Los cuentos sin fin de mamá July
Cuando era muy niño nunca me podía dormir sin escuchar un cuento. Lo sabía mi pobre mamá que era la encargada de contármelo. Era una rutina que se repetía todas las noches, en cualquier estación del año.
Luego de cenar, cuando llegaba la hora de ir a la cama, allí iba yo entusiasmado imaginando el cuento que tocaría esa noche. Y detrás de mío, mi mamá, pensando cuál me contaría.
La rutina era siempre la misma: luces apagadas, apenas el reflejo de las lámparas de la calle que llegaban a través de la ventana o de las llamas del calefactor que templaban mi habitación durante los otoños e inviernos; yo acostado expectante y ella sentada a mi lado.
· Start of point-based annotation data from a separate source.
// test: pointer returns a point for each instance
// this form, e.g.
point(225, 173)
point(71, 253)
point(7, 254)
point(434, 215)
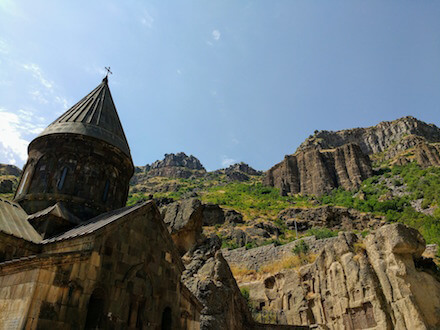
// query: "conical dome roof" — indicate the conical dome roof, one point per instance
point(96, 116)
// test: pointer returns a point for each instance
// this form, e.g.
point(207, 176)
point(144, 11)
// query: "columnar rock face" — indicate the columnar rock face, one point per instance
point(316, 172)
point(358, 285)
point(376, 138)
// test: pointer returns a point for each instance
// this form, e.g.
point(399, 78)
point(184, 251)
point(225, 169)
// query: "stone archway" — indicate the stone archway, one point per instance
point(167, 319)
point(95, 310)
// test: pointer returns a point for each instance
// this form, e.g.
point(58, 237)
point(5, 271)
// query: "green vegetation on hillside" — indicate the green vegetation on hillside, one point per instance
point(392, 193)
point(252, 199)
point(420, 184)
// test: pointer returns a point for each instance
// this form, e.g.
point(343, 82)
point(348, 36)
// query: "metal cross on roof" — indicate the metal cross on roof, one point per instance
point(108, 71)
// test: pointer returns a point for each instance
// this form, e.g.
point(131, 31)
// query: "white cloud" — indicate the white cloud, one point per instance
point(4, 47)
point(37, 73)
point(216, 35)
point(16, 129)
point(227, 161)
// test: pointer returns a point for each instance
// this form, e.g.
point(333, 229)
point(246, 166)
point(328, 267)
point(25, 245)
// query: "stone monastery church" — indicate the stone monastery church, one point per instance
point(72, 255)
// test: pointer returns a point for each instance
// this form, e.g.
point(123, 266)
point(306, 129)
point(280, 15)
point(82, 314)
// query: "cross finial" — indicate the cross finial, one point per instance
point(108, 71)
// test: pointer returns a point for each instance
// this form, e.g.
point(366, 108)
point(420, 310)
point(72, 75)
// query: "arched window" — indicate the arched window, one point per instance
point(42, 178)
point(95, 310)
point(62, 178)
point(167, 320)
point(23, 182)
point(106, 188)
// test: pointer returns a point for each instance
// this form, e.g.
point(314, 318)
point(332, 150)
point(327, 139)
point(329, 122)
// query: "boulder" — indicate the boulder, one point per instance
point(316, 172)
point(209, 278)
point(6, 186)
point(213, 215)
point(184, 220)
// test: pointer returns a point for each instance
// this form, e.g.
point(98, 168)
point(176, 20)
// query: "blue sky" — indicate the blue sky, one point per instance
point(226, 81)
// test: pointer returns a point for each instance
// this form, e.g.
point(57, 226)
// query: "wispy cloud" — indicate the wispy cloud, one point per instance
point(216, 35)
point(37, 96)
point(16, 129)
point(37, 73)
point(227, 161)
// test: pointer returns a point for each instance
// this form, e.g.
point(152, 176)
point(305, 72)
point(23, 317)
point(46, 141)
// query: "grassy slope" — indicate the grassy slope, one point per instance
point(257, 202)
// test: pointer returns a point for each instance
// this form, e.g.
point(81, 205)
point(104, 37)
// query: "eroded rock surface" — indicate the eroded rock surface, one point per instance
point(172, 166)
point(376, 138)
point(184, 220)
point(352, 284)
point(209, 278)
point(333, 217)
point(316, 172)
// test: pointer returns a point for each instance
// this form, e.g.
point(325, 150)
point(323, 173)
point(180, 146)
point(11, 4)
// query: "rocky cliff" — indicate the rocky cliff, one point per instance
point(379, 283)
point(174, 166)
point(6, 169)
point(376, 138)
point(236, 172)
point(316, 172)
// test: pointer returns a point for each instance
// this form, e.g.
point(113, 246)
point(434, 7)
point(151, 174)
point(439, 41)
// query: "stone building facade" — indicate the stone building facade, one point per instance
point(72, 255)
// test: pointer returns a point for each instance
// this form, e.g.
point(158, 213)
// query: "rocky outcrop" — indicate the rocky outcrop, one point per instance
point(254, 259)
point(316, 172)
point(333, 217)
point(237, 172)
point(379, 283)
point(6, 186)
point(427, 154)
point(376, 138)
point(6, 169)
point(172, 166)
point(209, 278)
point(242, 167)
point(184, 220)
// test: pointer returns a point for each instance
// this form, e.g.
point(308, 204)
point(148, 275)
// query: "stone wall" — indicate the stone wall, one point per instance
point(125, 275)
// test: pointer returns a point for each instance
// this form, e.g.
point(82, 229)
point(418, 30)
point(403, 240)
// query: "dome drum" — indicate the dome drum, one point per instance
point(88, 175)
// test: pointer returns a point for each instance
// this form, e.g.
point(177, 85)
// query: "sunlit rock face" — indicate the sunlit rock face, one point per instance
point(316, 172)
point(378, 283)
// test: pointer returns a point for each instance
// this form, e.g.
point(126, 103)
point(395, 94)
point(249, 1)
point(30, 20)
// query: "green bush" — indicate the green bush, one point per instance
point(301, 248)
point(321, 233)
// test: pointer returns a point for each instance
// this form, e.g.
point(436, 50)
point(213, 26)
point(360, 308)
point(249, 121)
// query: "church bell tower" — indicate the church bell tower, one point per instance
point(81, 162)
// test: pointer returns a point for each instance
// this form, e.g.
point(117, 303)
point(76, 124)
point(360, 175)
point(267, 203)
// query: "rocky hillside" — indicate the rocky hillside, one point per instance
point(316, 172)
point(380, 282)
point(172, 166)
point(373, 139)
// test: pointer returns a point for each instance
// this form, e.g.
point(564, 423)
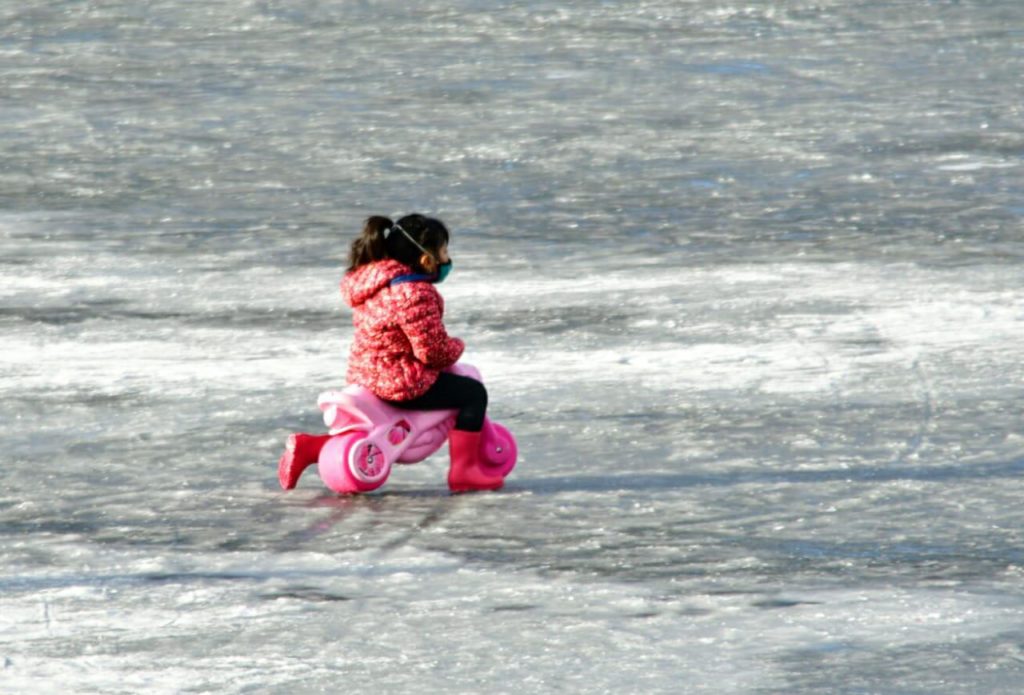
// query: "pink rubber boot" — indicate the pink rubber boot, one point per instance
point(301, 450)
point(469, 471)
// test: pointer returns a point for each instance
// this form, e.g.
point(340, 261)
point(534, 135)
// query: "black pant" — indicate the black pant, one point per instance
point(453, 391)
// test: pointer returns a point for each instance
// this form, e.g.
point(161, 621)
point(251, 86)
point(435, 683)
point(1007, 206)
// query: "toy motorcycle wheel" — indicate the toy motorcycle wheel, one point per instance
point(349, 463)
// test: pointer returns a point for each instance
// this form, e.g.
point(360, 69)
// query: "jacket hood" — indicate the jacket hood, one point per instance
point(359, 285)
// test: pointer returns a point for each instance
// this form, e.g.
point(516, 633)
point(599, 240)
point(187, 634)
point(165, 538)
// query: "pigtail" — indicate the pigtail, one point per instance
point(371, 245)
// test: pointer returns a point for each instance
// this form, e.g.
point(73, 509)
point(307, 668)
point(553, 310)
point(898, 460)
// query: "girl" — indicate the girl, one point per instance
point(400, 349)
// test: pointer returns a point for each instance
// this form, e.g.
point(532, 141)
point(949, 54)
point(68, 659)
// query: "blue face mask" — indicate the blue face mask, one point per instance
point(443, 270)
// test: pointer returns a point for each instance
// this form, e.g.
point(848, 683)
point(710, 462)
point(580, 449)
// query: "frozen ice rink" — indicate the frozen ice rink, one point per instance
point(744, 279)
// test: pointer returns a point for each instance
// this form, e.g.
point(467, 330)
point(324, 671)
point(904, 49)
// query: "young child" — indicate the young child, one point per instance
point(400, 349)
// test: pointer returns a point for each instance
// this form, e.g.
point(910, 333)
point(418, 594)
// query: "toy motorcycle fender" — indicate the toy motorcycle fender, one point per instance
point(370, 436)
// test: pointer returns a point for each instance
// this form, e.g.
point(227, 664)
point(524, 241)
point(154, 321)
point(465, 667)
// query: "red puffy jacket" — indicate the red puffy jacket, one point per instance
point(400, 344)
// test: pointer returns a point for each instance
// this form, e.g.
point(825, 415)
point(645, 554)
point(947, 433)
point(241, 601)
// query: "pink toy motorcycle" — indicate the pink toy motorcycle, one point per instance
point(367, 436)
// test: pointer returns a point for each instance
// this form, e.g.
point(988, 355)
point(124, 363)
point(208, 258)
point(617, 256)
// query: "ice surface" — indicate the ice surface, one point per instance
point(743, 279)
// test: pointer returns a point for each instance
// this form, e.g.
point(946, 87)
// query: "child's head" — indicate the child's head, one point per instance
point(417, 241)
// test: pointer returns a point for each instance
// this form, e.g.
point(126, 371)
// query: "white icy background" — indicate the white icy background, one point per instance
point(744, 283)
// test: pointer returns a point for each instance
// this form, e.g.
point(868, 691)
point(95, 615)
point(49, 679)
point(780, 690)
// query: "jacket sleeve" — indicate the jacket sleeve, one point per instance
point(421, 321)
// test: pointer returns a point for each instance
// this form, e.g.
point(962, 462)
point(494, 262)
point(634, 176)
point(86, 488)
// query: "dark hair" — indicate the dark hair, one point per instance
point(381, 239)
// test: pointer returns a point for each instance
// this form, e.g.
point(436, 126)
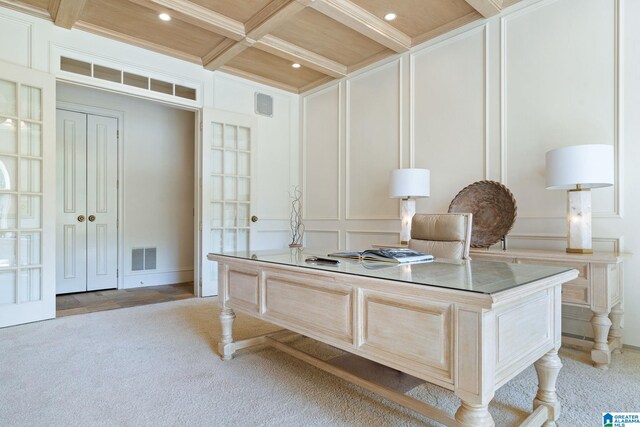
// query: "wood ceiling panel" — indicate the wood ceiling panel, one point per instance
point(136, 21)
point(274, 68)
point(417, 17)
point(240, 10)
point(317, 33)
point(40, 4)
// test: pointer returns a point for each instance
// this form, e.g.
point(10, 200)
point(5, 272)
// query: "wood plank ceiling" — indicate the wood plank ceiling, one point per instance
point(261, 39)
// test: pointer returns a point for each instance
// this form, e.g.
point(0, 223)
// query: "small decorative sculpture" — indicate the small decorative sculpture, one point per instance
point(295, 220)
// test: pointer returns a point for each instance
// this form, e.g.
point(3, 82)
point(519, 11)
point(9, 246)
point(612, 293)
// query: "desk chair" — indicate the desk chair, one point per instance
point(442, 235)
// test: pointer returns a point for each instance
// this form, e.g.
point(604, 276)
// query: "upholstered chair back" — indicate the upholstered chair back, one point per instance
point(442, 235)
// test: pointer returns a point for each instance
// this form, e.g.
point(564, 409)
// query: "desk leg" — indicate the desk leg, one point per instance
point(615, 333)
point(472, 415)
point(548, 367)
point(600, 354)
point(226, 346)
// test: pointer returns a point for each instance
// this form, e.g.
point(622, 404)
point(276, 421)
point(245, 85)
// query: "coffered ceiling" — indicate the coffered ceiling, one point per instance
point(261, 39)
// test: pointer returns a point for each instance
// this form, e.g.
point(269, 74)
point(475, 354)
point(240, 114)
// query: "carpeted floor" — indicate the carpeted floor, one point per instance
point(157, 365)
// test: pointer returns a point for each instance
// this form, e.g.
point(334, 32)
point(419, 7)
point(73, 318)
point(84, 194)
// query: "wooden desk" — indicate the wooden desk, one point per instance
point(464, 334)
point(599, 287)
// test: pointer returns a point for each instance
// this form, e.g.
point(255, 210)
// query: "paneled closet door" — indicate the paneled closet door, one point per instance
point(27, 195)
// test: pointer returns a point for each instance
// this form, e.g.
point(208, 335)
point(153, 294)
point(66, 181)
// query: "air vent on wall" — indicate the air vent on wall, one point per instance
point(143, 259)
point(264, 104)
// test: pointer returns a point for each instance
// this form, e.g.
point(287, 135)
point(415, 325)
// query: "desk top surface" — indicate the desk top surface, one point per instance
point(485, 277)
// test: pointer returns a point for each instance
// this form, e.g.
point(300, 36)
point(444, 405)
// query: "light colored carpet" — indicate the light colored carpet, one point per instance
point(157, 365)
Y así empezaban, como empiezan todos los cuentos: “Había una vez…”
Eran relatos hermosos; de aventuras increíbles y paisajes fantásticos que se componían en mi mente y recién terminaban cuando mis ojos se cerraban. Nunca antes.
Años después, me di cuenta que aquellos cuentos nunca habían sido escritos; que en realidad mi mamá los improvisaba a medida que los iba contando, con la paciencia que sólo tienen las madres, esperando que el cansancio le ganara a mi curiosidad. No había un final o un desenlace. Al menos nunca lo escuché.
Cuando me convertí en padre y un día salió el tema, a propósito del insomnio de los chicos y lo que cuesta que se vayan a dormir temprano, le pregunté intrigado cómo había hecho para que aquellos relatos tan largos y maravillosos se convirtieran en un bálsamo durante mis primeros años de vida.
Y mamá July me miró con esos ojos serenos que tenía siempre. “Son los misterios de los cuentos sin fin –dijo sonriente- No importan cómo terminan sino cómo nos ayudan a soñar”.